Todos corrieron a socorrerle. Lo levantaron. Lo reanimaron. ¿Y qué les parece que fue lo primero que dijo?
—¡Ay! ¡Borricos triples! ¡Idiotas cuádruples! ¡Necios quíntuples que somos!
—¿Pero qué pasa? —le preguntaron todos a su alrededor.
—¿Que qué pasa?
—Hable de una vez.
—¡Pues lo que pasa, imbéciles —vociferó el enfurecido secretario—, lo que pasa es que el proyectil no pesa más que diecinueve mil doscientas cincuenta libras!
—¿Y qué?
—¡Pues que desplaza veintiocho toneles, o sea, flota!
¡Ay, con qué énfasis subrayó aquel digno hombre el verbo «flotar»! ¡Y era la verdad! ¡Todos, absolutamente todos aquellos sabios habían olvidado esta ley fundamental: que debido a su ligereza específica, el proyectil, aunque al caer se había hundido hasta lo más profundo del océano, había vuelto a subir luego a la superficie! Y en aquel momento flotaba tranquilamente a merced de las olas…
Se botaron las embarcaciones, a las que se lanzaron J. T. Maston y sus amigos. Todo el mundo estaba emocionadísimo. Los corazones palpitaban, en tanto que los botes avanzaban hacia el proyectil. ¿Qué habría dentro? ¿Muertos o vivos? ¡Vivos, seguro! ¡Vivos, a menos que Barbicane y sus amigos no hubieran muerto después de haber izado la bandera!

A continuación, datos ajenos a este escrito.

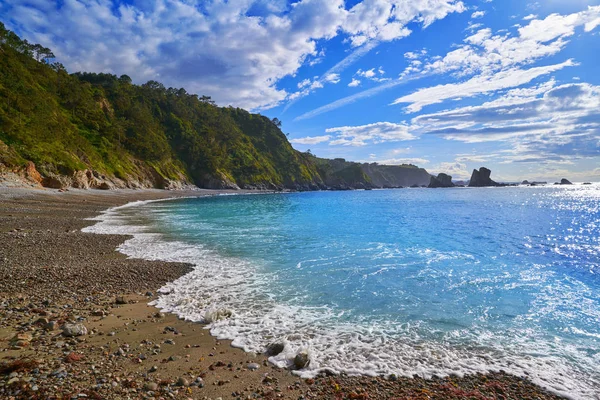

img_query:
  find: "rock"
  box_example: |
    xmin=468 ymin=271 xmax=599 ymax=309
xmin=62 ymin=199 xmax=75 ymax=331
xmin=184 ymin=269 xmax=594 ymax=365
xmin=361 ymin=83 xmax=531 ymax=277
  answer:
xmin=246 ymin=363 xmax=260 ymax=371
xmin=469 ymin=167 xmax=499 ymax=187
xmin=42 ymin=175 xmax=71 ymax=190
xmin=294 ymin=351 xmax=310 ymax=369
xmin=265 ymin=342 xmax=285 ymax=357
xmin=96 ymin=181 xmax=115 ymax=190
xmin=62 ymin=324 xmax=87 ymax=337
xmin=175 ymin=376 xmax=190 ymax=387
xmin=428 ymin=173 xmax=454 ymax=188
xmin=25 ymin=161 xmax=43 ymax=184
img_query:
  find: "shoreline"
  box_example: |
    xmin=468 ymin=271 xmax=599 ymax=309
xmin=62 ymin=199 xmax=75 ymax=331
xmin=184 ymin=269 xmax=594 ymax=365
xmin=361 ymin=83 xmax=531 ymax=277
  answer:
xmin=0 ymin=188 xmax=561 ymax=399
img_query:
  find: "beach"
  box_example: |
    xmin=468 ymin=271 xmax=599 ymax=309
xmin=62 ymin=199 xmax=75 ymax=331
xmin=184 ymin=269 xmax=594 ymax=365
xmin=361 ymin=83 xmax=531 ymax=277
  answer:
xmin=0 ymin=188 xmax=560 ymax=399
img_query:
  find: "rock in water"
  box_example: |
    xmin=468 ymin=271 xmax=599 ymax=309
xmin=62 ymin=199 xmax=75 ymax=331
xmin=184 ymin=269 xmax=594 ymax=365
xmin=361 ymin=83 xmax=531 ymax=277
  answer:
xmin=469 ymin=167 xmax=499 ymax=187
xmin=63 ymin=324 xmax=87 ymax=337
xmin=265 ymin=342 xmax=285 ymax=357
xmin=428 ymin=174 xmax=454 ymax=188
xmin=294 ymin=351 xmax=310 ymax=369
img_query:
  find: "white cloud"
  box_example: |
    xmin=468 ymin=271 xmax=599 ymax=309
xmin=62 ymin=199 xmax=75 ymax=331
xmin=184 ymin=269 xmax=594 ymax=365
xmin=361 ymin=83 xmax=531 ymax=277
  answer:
xmin=362 ymin=157 xmax=429 ymax=165
xmin=428 ymin=161 xmax=471 ymax=180
xmin=324 ymin=74 xmax=340 ymax=84
xmin=0 ymin=0 xmax=464 ymax=109
xmin=325 ymin=122 xmax=416 ymax=146
xmin=290 ymin=135 xmax=331 ymax=144
xmin=393 ymin=60 xmax=575 ymax=112
xmin=409 ymin=80 xmax=600 ymax=164
xmin=342 ymin=0 xmax=466 ymax=47
xmin=296 ymin=6 xmax=600 ymax=120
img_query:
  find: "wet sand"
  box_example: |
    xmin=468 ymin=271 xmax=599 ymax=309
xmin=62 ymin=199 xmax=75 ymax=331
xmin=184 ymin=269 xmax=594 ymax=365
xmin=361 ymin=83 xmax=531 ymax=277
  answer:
xmin=0 ymin=188 xmax=559 ymax=399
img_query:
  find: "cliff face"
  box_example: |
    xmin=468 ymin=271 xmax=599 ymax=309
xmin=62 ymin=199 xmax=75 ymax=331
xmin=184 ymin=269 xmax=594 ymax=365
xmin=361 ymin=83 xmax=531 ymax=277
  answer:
xmin=0 ymin=23 xmax=429 ymax=190
xmin=313 ymin=157 xmax=430 ymax=190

Un profundo silencio reinaba sobre las embarcaciones. Todos los corazones jadeaban. Los ojos ya no veían. Una de las portillas del proyectil estaba abierta. Algunos trozos de cristal, todavía sujetos al marco, demostraba que la habían roto. La portilla se encontraba en aquel momento a cinco pies de altura por encima de las olas.

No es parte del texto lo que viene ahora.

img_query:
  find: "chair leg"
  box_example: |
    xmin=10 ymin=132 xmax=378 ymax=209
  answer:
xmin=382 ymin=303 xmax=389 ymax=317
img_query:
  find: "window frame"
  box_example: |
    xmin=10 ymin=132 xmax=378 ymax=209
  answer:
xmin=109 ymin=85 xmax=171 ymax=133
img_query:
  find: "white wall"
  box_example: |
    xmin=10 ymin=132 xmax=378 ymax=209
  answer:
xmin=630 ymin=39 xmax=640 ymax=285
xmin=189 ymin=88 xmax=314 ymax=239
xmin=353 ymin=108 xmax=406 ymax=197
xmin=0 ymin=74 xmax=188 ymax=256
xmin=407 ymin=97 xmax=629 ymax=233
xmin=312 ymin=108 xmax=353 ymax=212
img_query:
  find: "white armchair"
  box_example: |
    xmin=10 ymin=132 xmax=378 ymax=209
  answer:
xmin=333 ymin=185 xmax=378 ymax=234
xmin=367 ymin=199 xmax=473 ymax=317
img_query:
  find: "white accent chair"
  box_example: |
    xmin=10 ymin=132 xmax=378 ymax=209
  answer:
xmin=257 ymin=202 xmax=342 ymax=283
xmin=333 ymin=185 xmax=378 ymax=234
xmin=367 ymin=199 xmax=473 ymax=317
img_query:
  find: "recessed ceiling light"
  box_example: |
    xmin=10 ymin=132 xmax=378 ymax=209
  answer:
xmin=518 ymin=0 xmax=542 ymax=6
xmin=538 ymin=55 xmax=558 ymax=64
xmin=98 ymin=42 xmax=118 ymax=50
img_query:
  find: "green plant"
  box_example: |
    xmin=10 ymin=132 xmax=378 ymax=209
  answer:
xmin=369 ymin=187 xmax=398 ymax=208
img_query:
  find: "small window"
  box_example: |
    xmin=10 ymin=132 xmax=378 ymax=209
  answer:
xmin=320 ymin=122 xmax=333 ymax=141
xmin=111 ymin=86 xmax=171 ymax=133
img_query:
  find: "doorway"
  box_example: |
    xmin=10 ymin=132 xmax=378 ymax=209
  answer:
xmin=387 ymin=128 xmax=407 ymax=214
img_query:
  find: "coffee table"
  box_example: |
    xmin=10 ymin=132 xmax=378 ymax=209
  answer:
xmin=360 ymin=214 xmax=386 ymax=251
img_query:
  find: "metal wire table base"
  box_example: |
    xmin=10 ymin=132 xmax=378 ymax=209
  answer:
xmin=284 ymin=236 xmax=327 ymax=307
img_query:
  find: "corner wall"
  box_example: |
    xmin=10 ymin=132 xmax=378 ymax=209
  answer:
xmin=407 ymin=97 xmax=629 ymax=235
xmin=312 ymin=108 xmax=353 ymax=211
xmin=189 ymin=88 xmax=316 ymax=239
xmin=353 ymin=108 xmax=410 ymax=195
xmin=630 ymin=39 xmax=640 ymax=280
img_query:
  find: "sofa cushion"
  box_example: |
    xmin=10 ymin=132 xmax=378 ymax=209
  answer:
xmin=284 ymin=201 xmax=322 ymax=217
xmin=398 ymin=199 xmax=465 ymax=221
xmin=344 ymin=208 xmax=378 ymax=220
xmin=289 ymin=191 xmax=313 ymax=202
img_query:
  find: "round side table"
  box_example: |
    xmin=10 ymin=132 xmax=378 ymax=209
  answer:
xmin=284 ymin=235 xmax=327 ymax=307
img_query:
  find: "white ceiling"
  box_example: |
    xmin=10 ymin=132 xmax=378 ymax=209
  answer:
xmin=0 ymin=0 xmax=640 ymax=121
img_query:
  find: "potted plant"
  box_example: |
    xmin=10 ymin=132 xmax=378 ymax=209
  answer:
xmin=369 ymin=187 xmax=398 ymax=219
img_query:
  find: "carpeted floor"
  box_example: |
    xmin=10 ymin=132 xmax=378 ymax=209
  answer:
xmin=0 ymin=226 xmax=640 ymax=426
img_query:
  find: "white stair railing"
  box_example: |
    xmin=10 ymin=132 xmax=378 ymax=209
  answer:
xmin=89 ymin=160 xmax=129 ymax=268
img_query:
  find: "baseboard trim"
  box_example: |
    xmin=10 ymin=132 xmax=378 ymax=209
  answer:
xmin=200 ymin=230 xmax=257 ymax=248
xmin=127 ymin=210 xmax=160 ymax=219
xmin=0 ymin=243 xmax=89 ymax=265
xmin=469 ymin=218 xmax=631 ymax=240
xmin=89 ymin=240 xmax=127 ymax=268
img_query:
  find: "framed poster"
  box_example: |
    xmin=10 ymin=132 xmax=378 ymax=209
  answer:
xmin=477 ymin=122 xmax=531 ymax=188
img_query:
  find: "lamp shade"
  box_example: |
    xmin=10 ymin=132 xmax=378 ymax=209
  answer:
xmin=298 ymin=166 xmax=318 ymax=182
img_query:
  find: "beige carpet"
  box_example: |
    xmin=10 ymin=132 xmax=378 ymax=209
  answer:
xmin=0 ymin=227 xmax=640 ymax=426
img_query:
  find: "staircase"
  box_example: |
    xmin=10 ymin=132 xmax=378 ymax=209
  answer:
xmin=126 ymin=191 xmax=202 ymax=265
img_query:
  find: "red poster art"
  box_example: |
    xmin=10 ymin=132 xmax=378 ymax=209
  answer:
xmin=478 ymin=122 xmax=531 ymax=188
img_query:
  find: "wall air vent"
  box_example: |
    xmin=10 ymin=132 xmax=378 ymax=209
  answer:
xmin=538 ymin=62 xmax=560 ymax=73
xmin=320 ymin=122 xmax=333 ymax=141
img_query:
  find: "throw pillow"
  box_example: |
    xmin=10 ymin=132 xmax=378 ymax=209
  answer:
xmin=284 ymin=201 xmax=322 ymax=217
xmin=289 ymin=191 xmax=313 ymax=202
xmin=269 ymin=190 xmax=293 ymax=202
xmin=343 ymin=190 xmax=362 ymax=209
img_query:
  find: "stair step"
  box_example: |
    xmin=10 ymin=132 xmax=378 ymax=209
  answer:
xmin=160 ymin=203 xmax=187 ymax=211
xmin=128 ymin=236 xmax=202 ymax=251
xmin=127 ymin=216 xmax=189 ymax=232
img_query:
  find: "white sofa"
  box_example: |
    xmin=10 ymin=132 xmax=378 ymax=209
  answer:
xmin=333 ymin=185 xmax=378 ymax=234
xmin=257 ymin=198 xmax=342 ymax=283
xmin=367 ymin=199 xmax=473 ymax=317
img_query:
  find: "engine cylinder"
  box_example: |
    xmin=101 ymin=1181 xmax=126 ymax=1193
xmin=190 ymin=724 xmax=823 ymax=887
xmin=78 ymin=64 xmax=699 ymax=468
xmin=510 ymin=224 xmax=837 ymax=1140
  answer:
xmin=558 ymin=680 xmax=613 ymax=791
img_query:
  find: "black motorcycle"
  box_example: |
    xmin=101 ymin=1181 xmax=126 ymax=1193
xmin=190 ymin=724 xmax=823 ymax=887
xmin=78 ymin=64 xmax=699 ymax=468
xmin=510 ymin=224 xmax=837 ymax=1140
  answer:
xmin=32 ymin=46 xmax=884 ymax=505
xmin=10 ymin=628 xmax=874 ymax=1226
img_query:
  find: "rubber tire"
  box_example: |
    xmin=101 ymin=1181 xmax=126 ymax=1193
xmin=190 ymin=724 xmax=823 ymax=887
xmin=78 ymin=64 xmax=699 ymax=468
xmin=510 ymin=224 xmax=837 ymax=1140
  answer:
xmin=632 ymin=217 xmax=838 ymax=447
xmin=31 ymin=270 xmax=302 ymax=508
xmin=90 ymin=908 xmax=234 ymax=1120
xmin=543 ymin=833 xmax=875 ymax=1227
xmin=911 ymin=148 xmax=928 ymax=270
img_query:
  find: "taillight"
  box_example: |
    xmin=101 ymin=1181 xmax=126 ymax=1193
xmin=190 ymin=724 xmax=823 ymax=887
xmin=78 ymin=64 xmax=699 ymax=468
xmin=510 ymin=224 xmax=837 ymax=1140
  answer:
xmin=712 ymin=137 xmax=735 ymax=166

Una embarcación, la de J. T. Maston, lo abordó. J. T. Maston se precipitó hacia el cristal roto…
En aquel momento oyeron una voz alegre y clara, la voz de Michel Ardan, que gritaba en tono victorioso:
—¡Todas blancas, Barbicane, todas blancas!

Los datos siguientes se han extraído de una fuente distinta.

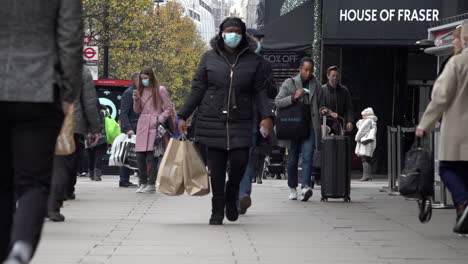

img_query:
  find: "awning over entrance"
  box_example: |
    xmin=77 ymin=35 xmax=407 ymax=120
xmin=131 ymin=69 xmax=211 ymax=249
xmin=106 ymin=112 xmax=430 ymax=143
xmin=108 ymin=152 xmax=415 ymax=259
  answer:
xmin=424 ymin=13 xmax=468 ymax=56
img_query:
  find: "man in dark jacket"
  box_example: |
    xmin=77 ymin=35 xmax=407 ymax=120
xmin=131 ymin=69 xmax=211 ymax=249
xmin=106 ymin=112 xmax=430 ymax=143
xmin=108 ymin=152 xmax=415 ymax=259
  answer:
xmin=179 ymin=18 xmax=273 ymax=225
xmin=322 ymin=66 xmax=353 ymax=135
xmin=0 ymin=0 xmax=83 ymax=263
xmin=119 ymin=72 xmax=140 ymax=188
xmin=276 ymin=57 xmax=324 ymax=202
xmin=47 ymin=66 xmax=100 ymax=222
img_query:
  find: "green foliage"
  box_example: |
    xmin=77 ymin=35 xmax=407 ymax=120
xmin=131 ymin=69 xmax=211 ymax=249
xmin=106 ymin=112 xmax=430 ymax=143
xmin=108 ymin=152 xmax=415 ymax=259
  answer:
xmin=83 ymin=0 xmax=206 ymax=107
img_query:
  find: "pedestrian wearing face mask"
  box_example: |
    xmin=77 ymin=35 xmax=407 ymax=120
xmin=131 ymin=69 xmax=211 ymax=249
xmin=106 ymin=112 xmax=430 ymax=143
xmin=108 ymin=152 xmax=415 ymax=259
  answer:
xmin=133 ymin=67 xmax=172 ymax=193
xmin=178 ymin=17 xmax=273 ymax=225
xmin=322 ymin=66 xmax=353 ymax=135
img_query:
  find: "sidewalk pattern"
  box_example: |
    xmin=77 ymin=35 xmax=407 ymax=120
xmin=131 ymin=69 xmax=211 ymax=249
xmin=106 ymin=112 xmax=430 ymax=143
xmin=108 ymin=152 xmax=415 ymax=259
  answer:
xmin=33 ymin=176 xmax=468 ymax=264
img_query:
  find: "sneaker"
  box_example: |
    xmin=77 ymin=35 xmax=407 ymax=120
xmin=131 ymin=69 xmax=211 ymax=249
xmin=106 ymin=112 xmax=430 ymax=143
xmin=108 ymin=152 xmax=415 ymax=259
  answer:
xmin=289 ymin=188 xmax=297 ymax=200
xmin=301 ymin=187 xmax=313 ymax=202
xmin=136 ymin=184 xmax=147 ymax=193
xmin=47 ymin=212 xmax=65 ymax=222
xmin=453 ymin=203 xmax=468 ymax=234
xmin=119 ymin=182 xmax=138 ymax=188
xmin=141 ymin=184 xmax=156 ymax=193
xmin=239 ymin=194 xmax=252 ymax=214
xmin=2 ymin=241 xmax=33 ymax=264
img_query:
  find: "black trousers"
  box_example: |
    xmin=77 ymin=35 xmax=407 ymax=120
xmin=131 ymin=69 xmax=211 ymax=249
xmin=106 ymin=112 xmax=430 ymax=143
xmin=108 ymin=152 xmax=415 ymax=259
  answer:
xmin=207 ymin=148 xmax=249 ymax=213
xmin=66 ymin=134 xmax=85 ymax=197
xmin=48 ymin=134 xmax=84 ymax=212
xmin=136 ymin=151 xmax=159 ymax=185
xmin=0 ymin=102 xmax=63 ymax=262
xmin=88 ymin=144 xmax=107 ymax=172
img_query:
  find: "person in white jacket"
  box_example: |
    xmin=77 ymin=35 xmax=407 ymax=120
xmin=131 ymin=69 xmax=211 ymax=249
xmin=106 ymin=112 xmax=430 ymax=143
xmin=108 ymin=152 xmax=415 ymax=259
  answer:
xmin=355 ymin=107 xmax=377 ymax=181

Barbicane, Michel Ardan y Nicholl estaban jugando al dominó.
- 98. El rezón es un ancla pequeña, sin cepo y de cuatro o más brazos con uña, que sirve para fondear embarcaciones menores o boyas, así como para rastrear y pescar objetos del fondo, tales como cables, cadenas, anclas, etc.
- 99. Ángulo horizontal que forma una visual con una dirección dada de referencia, o ángulo horizontal que forma la línea proa-popa de un buque con la visual dirigida a un punto fijo.
- 100. Sujeta con mojeles al virador. El mojel es una cajeta de meollar que sirve para dar vueltas al cable y al virador.
- 101. Cuerda larga y delgada con la cual y el escandallo se sonda y se reconocen las brazas de agua que hay desde la superficie hasta el fondo.
- 102. Se dice que un buque orza cuando gira de modo que disminuya el ángulo que la quilla forma con la dirección del viento.